Обеспечение такого отношения – задача государственной власти и ее политики. Забота о толерантности в отношении мигрантов – не блажь, а необходимость, это единственный путь принять достаточно большое количество мигрантов (а мы видели, что по ряду причин России этого не избежать) и в то же время не допустить нарастания недовольства со стороны как местного, так и пришлого населения, эскалации конфликтов, чреватых, в конечном счете, расколом общества.
В поисках оптимальных решений России, как и всем другим странам, придется балансировать в поисках своей интеграционной модели между мультикультурализмом и «плавильным котлом». Приехавший в Москву житель таджикской глубинки, прекрасно справляясь с земляными работами на московских стройках или с вождением «маршрутки» на московских улицах, не может в одночасье заговорить на чистом русском языке, усвоить все нормы московской жизни, у него будет много трудностей на бытовом уровне. Пытаясь справиться с ними, он будет льнуть к таджикской диаспоре, искать ее поддержки, а это, в свою очередь, будет способствовать консервированию его таджикской идентичности. То же будет происходить и с мигрантами из Узбекистана, Киргизии и т. д. Это не может не привести к некоторому сдвигу в сторону мультикультурализма, что предполагает принятие, может быть, даже и непривычного культурного многообразия, не просто терпимое, но дружелюбное отношение к особенностям культуры и бытового поведения приезжих, если оно не приводит к нарушению российских законов, и т. д. Но допустимая доля мультикультурализма не должна вести к геттоизации мигрантских диаспор, к отгораживанию всех таджиков или всех узбеков непроницаемой стеной от российского общества.
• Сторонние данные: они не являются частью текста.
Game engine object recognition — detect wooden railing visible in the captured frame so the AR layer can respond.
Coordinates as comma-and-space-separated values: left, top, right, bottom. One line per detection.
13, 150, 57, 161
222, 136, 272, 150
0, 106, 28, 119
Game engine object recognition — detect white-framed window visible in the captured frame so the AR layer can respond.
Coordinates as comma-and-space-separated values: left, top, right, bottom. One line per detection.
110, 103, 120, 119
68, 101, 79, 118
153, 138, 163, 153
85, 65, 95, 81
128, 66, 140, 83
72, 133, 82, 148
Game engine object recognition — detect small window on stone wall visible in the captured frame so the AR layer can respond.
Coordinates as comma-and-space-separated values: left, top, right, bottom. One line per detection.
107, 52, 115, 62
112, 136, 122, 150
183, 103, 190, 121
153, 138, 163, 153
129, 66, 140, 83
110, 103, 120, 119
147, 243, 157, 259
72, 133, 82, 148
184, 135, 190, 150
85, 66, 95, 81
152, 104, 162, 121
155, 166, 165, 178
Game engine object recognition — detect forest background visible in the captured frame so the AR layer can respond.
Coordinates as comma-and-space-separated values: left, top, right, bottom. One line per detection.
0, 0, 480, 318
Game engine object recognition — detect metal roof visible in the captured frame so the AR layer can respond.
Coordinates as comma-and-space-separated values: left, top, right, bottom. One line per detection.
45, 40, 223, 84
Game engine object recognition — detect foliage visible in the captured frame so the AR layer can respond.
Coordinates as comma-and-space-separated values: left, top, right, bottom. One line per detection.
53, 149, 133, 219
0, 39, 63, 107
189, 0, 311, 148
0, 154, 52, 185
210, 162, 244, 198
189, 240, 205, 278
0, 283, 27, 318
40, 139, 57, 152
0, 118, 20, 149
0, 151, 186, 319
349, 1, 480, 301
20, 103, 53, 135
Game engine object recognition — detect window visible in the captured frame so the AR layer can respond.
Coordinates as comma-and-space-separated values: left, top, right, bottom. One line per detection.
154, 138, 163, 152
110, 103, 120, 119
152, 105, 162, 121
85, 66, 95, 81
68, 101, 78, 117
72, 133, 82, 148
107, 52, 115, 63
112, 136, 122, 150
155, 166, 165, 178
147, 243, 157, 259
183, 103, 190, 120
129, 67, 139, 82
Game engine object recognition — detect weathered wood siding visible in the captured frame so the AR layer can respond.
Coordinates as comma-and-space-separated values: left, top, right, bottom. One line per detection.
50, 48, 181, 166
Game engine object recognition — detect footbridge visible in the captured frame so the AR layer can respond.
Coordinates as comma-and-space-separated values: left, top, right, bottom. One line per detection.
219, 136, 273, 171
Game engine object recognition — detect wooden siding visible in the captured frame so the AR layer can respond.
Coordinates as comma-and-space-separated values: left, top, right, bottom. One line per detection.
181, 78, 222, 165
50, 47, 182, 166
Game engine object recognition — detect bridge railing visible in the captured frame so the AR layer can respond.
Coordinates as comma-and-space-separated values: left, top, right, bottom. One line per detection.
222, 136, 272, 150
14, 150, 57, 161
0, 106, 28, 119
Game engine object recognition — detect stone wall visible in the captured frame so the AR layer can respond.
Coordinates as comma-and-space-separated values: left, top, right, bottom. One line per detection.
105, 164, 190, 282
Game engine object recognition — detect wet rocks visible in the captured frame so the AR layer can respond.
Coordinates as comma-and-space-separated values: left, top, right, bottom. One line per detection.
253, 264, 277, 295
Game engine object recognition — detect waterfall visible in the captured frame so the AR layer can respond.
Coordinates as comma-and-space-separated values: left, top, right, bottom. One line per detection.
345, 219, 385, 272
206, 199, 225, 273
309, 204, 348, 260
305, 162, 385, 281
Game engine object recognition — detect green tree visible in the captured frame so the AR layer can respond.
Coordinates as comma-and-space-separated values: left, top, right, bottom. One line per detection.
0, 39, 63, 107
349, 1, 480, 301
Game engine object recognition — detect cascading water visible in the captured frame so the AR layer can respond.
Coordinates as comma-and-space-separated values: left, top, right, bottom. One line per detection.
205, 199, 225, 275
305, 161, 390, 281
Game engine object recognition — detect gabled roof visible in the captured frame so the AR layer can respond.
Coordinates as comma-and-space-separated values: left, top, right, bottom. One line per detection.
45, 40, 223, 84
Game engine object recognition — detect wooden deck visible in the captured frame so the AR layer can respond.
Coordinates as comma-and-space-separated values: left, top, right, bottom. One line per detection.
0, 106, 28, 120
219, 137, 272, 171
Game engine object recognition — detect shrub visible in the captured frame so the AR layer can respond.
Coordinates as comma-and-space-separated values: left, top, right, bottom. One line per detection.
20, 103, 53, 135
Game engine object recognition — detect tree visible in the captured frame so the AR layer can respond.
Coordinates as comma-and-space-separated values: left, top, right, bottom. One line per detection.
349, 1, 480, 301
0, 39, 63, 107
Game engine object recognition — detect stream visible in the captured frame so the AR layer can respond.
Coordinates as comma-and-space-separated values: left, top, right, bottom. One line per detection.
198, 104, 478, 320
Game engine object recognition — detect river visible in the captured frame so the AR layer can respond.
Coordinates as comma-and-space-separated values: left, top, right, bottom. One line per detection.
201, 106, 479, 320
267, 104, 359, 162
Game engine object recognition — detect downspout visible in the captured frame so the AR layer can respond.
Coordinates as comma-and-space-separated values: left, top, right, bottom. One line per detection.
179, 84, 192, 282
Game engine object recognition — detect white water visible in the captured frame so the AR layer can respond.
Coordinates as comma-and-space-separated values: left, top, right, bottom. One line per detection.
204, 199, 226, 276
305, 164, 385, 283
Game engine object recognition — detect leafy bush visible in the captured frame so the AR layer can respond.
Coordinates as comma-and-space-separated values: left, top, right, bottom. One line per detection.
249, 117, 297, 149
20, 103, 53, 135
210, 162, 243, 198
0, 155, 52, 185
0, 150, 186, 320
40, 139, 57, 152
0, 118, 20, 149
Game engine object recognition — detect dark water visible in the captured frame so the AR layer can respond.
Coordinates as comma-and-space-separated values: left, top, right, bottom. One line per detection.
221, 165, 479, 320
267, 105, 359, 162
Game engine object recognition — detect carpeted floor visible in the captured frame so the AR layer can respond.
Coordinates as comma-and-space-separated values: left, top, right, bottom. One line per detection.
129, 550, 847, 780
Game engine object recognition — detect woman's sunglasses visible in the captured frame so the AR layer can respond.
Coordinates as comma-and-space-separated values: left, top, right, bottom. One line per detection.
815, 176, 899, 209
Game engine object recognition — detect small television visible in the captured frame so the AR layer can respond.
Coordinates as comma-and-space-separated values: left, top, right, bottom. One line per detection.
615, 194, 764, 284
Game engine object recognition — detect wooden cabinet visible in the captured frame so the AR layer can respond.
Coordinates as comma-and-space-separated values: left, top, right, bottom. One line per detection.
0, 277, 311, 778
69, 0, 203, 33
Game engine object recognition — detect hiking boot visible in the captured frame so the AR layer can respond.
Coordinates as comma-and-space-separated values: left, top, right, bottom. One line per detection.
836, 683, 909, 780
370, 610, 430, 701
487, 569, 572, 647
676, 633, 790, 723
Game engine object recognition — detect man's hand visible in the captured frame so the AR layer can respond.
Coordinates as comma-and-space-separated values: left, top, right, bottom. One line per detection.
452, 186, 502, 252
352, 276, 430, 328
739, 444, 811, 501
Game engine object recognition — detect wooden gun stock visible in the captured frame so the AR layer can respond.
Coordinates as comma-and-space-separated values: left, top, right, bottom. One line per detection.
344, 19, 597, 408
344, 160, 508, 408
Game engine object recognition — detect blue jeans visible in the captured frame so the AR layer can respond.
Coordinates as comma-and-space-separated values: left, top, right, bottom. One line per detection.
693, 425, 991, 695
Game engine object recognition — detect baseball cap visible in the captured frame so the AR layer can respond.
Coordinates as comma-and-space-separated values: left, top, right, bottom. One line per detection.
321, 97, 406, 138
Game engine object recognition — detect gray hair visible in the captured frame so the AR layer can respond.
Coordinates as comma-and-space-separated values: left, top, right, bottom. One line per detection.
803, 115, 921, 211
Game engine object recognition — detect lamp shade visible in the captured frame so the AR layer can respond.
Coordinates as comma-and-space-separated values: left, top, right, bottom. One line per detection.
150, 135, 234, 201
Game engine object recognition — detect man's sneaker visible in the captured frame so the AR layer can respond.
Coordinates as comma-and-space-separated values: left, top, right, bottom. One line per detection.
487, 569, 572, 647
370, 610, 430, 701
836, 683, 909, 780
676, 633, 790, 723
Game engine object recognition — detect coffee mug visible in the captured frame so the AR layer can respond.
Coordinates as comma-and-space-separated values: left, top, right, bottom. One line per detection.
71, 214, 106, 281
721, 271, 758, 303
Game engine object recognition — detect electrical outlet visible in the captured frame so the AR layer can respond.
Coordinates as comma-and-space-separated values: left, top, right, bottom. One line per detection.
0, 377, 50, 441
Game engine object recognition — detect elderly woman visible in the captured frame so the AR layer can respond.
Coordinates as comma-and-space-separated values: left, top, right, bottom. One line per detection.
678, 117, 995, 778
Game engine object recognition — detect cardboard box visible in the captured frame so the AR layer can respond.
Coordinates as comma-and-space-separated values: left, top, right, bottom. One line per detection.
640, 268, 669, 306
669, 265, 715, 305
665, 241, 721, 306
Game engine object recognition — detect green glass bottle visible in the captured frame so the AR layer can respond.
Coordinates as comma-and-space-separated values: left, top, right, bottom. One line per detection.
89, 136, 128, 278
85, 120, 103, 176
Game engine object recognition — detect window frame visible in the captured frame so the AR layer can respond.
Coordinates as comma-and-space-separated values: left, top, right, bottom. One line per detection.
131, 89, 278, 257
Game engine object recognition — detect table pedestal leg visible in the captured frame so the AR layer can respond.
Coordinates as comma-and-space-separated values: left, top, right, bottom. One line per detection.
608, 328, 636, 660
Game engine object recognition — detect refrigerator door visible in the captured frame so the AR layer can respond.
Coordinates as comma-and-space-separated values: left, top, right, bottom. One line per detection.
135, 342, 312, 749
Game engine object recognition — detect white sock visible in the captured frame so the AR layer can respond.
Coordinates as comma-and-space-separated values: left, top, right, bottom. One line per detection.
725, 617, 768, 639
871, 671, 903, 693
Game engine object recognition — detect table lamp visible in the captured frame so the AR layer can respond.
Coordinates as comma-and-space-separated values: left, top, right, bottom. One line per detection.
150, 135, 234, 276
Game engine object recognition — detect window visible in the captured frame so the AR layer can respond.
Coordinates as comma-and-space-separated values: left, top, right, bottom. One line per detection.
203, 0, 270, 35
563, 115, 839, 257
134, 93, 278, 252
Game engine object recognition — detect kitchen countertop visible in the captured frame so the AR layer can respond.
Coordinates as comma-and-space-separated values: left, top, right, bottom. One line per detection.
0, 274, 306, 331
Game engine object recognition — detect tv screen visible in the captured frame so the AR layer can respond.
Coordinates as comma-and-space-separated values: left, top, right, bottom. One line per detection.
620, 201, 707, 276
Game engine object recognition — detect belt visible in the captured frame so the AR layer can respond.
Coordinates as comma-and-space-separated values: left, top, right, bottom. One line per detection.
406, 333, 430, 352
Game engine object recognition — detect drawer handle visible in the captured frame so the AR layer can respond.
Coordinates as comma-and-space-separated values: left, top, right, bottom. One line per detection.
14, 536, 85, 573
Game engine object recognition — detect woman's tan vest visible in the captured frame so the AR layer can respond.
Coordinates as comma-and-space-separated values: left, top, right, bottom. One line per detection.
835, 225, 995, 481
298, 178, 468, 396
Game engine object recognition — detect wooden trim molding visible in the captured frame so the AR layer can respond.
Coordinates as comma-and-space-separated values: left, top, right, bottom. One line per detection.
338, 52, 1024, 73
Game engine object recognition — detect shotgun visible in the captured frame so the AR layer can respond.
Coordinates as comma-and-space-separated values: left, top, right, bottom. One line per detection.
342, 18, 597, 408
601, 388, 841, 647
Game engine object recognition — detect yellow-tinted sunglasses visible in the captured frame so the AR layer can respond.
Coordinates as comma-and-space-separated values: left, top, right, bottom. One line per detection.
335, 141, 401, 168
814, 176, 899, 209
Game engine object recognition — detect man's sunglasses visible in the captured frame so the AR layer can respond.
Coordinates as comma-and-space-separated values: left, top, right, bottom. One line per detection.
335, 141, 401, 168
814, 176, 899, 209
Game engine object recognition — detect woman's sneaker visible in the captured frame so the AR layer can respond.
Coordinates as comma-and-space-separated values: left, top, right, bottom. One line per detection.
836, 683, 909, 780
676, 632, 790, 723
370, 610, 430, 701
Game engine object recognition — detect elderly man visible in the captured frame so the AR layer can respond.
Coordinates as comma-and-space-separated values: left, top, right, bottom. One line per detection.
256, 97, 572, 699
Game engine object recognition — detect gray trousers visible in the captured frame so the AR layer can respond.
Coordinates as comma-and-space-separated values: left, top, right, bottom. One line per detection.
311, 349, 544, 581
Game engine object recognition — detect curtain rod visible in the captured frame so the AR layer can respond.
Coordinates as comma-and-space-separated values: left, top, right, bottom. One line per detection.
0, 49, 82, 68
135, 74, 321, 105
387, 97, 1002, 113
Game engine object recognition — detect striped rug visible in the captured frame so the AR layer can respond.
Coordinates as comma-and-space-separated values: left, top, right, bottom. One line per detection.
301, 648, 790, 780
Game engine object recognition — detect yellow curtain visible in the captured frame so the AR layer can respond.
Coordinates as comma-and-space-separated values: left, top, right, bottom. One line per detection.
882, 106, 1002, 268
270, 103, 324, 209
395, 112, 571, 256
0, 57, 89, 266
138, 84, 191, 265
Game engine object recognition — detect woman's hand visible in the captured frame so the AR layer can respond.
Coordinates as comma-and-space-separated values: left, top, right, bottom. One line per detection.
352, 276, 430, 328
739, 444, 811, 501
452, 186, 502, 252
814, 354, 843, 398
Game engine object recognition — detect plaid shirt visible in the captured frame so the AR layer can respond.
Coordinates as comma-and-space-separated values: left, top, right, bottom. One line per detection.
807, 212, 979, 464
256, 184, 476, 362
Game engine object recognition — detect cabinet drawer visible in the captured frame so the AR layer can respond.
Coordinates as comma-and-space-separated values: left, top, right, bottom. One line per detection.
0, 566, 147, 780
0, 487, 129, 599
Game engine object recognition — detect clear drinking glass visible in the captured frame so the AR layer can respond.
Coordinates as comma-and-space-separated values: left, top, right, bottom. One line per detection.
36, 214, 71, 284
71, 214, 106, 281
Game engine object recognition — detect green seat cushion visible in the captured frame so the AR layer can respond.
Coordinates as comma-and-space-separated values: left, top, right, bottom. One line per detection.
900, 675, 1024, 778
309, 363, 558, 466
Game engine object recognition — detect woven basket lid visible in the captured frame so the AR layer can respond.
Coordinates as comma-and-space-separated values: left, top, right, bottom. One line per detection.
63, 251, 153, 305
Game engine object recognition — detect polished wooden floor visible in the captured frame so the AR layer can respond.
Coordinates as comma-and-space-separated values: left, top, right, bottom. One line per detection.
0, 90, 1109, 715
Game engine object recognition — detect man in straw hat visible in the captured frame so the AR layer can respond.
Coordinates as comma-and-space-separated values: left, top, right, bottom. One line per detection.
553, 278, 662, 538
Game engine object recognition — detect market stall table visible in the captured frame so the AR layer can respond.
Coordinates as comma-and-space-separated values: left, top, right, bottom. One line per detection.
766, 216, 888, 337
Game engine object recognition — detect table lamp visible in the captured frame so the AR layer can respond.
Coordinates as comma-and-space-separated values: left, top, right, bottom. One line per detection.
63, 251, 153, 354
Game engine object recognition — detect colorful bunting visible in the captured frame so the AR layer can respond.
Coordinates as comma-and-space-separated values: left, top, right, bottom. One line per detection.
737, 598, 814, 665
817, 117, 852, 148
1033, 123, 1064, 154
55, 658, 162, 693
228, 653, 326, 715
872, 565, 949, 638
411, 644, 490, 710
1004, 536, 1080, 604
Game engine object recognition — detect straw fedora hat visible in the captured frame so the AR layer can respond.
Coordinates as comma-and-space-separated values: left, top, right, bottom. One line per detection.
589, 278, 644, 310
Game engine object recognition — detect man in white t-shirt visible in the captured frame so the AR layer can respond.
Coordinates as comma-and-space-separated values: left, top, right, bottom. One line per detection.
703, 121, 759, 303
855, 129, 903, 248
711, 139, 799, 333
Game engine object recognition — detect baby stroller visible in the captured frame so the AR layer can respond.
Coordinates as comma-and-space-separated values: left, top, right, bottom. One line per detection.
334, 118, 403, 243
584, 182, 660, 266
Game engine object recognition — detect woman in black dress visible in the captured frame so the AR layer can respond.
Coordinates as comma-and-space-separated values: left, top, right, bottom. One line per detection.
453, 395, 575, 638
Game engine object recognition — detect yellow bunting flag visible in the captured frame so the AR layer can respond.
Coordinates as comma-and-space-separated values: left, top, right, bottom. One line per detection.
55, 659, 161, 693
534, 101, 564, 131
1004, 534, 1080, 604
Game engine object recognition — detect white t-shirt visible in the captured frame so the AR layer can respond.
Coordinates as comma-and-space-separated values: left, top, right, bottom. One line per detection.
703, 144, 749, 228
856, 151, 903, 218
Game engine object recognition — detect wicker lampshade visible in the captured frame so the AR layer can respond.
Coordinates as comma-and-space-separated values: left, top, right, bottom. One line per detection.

Это будет уже не мультикультурализм, а то, что Амартия Сен назвал «множественным монокультурализмом». «Сосуществование двух образов жизни или двух традиций, которые никогда не пересекаются, следует, по сути, рассматривать как выражение “множественного монокультурализма”». Защита мультикультурализма, о которой постоянно приходится слышать в наши дни, очень часто как раз и есть не что иное, как защита множественного монокультурализма»[309]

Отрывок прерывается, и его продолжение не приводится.